Toute la matinée, l'insulte qui leur est revenue sans relâche est "antisémite !" comme en écho de l'épouvantable "En tant que Juif, soyez maudit !" adressé à Glucksmann en campagne. Et évidemment en écho au martelage de ce thème devenu, sur l'info continue, le thème unique de la campagne"C'est dur, de se prendre ça dans la figure le matin", dit l'une. Que répondent-ils aux insulteurs ? Rien. Ils n'ont pas de réponse, pas d'argumentaire. Ne répondent pas que le Front est un front, et que ni Mélenchon ni LFI n'y seront seuls.

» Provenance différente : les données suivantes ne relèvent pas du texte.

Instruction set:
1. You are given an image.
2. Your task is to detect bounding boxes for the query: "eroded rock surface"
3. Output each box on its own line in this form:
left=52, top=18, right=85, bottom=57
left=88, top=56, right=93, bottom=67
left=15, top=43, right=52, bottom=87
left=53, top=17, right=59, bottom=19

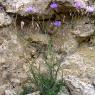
left=0, top=0, right=95, bottom=95
left=0, top=11, right=12, bottom=27
left=1, top=0, right=74, bottom=15
left=61, top=46, right=95, bottom=95
left=65, top=76, right=95, bottom=95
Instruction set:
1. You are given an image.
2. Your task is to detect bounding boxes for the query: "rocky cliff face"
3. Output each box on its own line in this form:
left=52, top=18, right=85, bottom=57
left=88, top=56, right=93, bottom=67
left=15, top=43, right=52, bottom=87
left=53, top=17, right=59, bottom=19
left=0, top=0, right=95, bottom=95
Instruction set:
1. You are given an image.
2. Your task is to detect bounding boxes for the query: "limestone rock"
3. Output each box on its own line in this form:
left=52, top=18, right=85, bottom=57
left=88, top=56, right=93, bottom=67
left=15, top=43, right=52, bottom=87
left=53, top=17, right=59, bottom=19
left=4, top=90, right=16, bottom=95
left=0, top=84, right=10, bottom=95
left=65, top=76, right=95, bottom=95
left=58, top=86, right=69, bottom=95
left=61, top=46, right=95, bottom=95
left=0, top=12, right=12, bottom=27
left=52, top=32, right=78, bottom=54
left=63, top=35, right=78, bottom=54
left=26, top=91, right=40, bottom=95
left=0, top=26, right=27, bottom=94
left=30, top=33, right=50, bottom=45
left=0, top=0, right=95, bottom=95
left=71, top=17, right=95, bottom=37
left=2, top=0, right=51, bottom=15
left=0, top=0, right=82, bottom=16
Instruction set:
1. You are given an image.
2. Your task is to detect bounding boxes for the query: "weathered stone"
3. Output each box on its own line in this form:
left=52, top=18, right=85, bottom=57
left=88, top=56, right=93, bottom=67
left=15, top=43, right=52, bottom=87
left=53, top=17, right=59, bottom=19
left=1, top=0, right=94, bottom=16
left=29, top=33, right=50, bottom=45
left=0, top=12, right=12, bottom=27
left=65, top=76, right=95, bottom=95
left=11, top=78, right=20, bottom=84
left=2, top=0, right=74, bottom=15
left=58, top=86, right=69, bottom=95
left=0, top=0, right=95, bottom=95
left=52, top=32, right=78, bottom=54
left=0, top=26, right=27, bottom=94
left=71, top=17, right=95, bottom=37
left=27, top=91, right=40, bottom=95
left=61, top=46, right=95, bottom=95
left=0, top=56, right=6, bottom=63
left=4, top=90, right=16, bottom=95
left=0, top=84, right=10, bottom=95
left=61, top=46, right=95, bottom=76
left=63, top=35, right=78, bottom=54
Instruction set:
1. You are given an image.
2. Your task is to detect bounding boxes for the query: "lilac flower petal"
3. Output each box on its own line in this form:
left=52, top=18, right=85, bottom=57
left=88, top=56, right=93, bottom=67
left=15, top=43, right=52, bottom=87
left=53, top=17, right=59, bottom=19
left=50, top=2, right=58, bottom=9
left=86, top=6, right=95, bottom=13
left=25, top=6, right=33, bottom=13
left=0, top=6, right=4, bottom=11
left=54, top=21, right=61, bottom=27
left=74, top=0, right=86, bottom=9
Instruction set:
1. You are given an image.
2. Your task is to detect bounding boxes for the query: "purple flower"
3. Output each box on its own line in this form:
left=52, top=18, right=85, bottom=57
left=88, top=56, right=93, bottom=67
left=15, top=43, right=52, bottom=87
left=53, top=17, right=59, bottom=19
left=86, top=6, right=95, bottom=13
left=25, top=6, right=33, bottom=13
left=54, top=21, right=61, bottom=27
left=50, top=2, right=58, bottom=9
left=74, top=0, right=86, bottom=9
left=0, top=6, right=4, bottom=11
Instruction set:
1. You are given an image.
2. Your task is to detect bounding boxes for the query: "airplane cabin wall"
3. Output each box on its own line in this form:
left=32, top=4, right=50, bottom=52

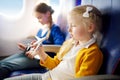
left=0, top=0, right=40, bottom=56
left=0, top=0, right=77, bottom=56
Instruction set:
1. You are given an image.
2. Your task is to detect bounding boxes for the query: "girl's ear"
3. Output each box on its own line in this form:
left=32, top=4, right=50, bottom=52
left=88, top=23, right=95, bottom=33
left=46, top=11, right=51, bottom=17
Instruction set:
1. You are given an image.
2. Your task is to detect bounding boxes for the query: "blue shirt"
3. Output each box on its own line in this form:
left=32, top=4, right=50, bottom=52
left=37, top=24, right=65, bottom=45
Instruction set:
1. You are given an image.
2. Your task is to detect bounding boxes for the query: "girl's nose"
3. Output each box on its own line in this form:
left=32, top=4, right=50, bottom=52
left=37, top=18, right=42, bottom=22
left=68, top=26, right=72, bottom=33
left=38, top=19, right=42, bottom=23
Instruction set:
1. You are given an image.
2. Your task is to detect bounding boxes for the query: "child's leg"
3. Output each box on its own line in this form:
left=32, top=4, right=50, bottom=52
left=4, top=74, right=42, bottom=80
left=0, top=52, right=42, bottom=79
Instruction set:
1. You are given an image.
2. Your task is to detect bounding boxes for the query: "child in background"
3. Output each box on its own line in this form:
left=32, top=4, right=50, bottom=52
left=0, top=3, right=65, bottom=79
left=4, top=5, right=103, bottom=80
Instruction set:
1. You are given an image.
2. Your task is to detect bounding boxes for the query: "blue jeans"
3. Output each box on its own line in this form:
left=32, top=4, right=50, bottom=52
left=0, top=52, right=45, bottom=80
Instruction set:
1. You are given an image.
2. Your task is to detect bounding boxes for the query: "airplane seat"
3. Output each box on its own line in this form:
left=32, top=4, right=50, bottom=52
left=83, top=0, right=120, bottom=75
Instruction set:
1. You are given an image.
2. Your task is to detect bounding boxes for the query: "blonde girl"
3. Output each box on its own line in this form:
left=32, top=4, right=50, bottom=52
left=5, top=5, right=103, bottom=80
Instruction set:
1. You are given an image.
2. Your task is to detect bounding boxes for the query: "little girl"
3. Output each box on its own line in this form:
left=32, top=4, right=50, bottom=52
left=0, top=3, right=65, bottom=79
left=5, top=5, right=103, bottom=80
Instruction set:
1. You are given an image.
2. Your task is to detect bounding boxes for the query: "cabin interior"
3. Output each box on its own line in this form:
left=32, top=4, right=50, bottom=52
left=0, top=0, right=120, bottom=79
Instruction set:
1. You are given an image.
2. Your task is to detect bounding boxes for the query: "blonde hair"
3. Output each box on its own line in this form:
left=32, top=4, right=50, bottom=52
left=70, top=5, right=102, bottom=32
left=57, top=38, right=74, bottom=60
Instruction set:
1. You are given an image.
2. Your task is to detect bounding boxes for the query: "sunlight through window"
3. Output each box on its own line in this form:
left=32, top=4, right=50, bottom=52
left=0, top=0, right=23, bottom=17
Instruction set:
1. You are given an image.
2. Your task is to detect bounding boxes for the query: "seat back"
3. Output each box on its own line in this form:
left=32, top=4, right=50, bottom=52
left=81, top=0, right=120, bottom=74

Ne répondent pas qu'aucune poursuite, aucune condamnation pour antisémitisme, n'ont été intentées à ce jour contre des responsables LFI. Ne répondent même pas que le véritable antisémitisme, documenté, multi-condamné, se trouve de l'autre côté, côté RN, avec ses dizaines de candidats dont on exhume jour après jour les propos racistes, antisémites, complotistes ou homophobes (lire ici sur les candidats "en roue libre" et  sur "ceux qui contredisant la ligne officielle du parti").

Si cet emballement sur le thème "Mélenchon et LFI antisémites" a peu touché les militants traditionnels de la gauche (le sujet n'a pas même été abordé lors du premier meeting de Fournier, cette semaine, où le thème du soutien à la Palestine a remporté la palme à l'applaudimètre) il en va différemment parmi la population de ce marché, bourgeoise, d'âge mûr, l'éternel "marais" de toutes les périodes troublées, celui qu'il faut séduire, conquérir, gagner, faire basculer.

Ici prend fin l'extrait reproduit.